Walker is one of the most storied basketball players in state history and was part of the Washington Interscholastic Activities Association’s inaugural Hall of Fame class in 2004. After averaging better than 35 points per game as a senior, she became a two-time All-American at Louisiana State and was an alternate on the 1984 U.S. Olympic Team. She played professionally overseas before becoming one of the first women to join the Harlem Globetrotters.

“I call her Legend because she’s truly that,” said Garfield athletic director Ed Haskins, also the head boys basketball coach. “She’s a legend in every sense of the word when it comes to Garfield basketball, and arguably the best player to ever play here, male or female.”

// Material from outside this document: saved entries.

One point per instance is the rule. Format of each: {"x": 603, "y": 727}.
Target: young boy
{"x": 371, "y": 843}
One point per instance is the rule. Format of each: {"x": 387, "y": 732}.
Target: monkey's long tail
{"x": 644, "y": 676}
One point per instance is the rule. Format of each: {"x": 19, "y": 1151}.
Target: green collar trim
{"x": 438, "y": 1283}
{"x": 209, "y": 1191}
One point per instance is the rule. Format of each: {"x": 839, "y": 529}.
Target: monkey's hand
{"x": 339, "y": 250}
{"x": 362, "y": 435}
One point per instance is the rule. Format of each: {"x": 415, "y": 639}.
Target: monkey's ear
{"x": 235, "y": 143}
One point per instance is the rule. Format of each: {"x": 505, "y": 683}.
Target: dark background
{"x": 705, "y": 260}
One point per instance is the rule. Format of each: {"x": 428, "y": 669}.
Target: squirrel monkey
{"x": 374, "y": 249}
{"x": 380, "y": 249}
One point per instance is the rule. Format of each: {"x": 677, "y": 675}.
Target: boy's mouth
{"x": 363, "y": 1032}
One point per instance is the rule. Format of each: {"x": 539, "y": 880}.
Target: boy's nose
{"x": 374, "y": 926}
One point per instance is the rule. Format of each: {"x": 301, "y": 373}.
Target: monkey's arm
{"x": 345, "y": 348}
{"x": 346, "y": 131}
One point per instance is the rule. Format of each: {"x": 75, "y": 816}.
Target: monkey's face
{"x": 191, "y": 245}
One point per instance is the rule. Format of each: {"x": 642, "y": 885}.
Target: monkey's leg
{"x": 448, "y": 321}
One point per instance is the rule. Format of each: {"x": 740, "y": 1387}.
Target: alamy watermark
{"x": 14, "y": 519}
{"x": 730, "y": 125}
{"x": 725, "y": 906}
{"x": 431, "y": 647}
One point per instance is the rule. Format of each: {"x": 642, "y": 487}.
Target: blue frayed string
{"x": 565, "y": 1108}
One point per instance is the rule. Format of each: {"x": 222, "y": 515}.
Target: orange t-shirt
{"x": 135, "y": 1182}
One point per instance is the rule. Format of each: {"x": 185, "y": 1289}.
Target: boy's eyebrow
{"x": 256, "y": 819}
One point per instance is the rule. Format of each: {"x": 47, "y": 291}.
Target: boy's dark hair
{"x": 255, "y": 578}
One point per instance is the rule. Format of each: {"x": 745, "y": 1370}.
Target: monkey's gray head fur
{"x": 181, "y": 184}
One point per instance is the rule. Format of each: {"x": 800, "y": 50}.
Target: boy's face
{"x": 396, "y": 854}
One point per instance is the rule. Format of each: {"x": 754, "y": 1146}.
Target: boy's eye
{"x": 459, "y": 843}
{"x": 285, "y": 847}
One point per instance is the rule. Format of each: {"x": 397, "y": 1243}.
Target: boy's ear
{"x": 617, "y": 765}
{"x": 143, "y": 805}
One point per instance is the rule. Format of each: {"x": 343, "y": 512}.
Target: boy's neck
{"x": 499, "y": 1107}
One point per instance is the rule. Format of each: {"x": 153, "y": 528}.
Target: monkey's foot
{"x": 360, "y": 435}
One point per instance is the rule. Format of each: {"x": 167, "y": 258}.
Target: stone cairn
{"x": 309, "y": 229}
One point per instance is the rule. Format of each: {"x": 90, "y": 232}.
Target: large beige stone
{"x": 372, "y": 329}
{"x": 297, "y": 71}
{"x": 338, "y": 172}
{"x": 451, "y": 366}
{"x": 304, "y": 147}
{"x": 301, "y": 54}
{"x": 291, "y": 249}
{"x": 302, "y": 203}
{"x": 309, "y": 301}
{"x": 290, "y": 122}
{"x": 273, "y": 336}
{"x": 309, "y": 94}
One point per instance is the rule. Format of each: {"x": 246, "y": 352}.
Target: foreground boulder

Both Haskins and Garfield principal Ted Howard stressed that Walker will continue to be part of the basketball programs in some capacity, although all parties are still working out the details.

Howard listed a variety of options in an e-mail correspondence, including trainer, shooting coach, mentor for coaching, and scout — and also said Walker could possibly coach fall-league teams.

“These are the ideas that are being talked about but we are waiting until we see how she heals,” Howard wrote. “I want to know her capacity. We also have to see what our needs are.”